It’s no secret that my parents were not the happiest people on the planet, especially when they were together. One of my mom’s favorite phrases, intended to cover any situation in which my dad backed her into an angry and frustrated corner, was this…
“I should have married Burt Thigpen!”
Obviously, I’m glad that she didn’t – since I would have missed out on my entire life, and all. We heard that phrase on a regular basis. Dad blamed my mom for the boat’s failure to start, Burt Thigpen. Dad told my mom to buy $200 worth of groceries and gave her $80, Burt Thigpen. Dad lost one of his 58 pairs of work gloves and yelled at my mom about it, Burt Thigpen. The hair fell off the hindquarters of the German Shepherd mutt… well, you get the idea.

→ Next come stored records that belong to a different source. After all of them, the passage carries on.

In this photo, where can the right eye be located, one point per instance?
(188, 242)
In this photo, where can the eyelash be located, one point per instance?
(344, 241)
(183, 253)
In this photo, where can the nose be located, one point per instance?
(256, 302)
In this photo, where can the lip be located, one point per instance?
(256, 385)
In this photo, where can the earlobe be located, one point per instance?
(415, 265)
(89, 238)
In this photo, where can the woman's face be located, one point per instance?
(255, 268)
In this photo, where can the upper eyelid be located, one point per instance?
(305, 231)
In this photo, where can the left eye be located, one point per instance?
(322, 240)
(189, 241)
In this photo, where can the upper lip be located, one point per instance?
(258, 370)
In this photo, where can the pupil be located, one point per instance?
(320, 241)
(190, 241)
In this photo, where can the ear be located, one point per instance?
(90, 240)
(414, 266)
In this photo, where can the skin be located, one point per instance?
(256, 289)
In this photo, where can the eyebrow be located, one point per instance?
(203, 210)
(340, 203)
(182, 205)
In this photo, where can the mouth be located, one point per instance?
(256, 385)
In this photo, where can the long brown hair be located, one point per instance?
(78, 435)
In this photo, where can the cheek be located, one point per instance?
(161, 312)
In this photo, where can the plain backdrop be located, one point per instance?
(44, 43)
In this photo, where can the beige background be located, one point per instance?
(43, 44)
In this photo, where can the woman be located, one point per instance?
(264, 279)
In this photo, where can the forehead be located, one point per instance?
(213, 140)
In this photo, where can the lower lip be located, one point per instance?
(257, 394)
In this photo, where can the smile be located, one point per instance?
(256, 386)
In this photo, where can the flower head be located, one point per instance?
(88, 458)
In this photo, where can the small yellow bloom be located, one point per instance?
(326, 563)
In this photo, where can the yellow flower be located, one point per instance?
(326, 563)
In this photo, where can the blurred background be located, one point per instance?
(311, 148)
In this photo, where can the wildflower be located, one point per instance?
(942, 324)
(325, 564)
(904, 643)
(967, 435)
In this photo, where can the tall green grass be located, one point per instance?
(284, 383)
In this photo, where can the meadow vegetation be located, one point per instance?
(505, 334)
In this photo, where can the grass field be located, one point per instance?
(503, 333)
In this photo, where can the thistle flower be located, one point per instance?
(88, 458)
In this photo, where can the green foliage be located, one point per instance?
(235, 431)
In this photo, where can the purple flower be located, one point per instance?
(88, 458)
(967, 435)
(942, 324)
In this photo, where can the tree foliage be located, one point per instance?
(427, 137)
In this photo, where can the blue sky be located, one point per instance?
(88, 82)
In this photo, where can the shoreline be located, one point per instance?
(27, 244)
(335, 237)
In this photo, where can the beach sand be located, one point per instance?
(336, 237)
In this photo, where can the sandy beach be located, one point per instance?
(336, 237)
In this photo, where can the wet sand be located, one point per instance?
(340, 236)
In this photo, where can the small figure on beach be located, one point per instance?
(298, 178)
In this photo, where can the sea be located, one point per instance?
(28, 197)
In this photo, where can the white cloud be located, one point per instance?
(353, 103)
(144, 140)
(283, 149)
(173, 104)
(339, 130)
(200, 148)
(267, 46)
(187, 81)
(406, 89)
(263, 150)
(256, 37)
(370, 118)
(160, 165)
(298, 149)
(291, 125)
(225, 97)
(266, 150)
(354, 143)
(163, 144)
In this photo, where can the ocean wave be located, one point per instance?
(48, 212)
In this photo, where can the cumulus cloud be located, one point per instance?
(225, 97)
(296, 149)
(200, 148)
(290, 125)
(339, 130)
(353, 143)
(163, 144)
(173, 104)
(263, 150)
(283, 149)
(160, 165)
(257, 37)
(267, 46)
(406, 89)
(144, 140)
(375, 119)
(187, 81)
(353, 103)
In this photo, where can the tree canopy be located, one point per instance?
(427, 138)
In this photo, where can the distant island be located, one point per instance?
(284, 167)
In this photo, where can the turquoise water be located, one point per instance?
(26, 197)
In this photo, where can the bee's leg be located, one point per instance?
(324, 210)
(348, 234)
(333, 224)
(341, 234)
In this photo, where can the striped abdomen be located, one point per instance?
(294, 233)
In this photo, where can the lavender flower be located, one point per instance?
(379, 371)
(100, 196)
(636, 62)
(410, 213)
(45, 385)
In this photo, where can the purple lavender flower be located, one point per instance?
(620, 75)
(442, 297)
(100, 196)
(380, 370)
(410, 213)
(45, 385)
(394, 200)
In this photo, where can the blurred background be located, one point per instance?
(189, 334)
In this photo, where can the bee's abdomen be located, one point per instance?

I’ve spent the last 43 years as a writer in the making. Why? Well, I’ve always been an observer of people and anything else I could wrap my tiny brain around. I was a perfect little (overgrown) angel in school, sitting quietly and paying attention. Did I learn anything? I learned that you don’t put a period after every. single. word. I learned that my high school chemistry teacher was on some heavy prescription meds. I learned that, in the end, math does have some legitimate uses. But I digress… I think writers start out as voracious readers, and in that particular regard, I started young and continue to this day.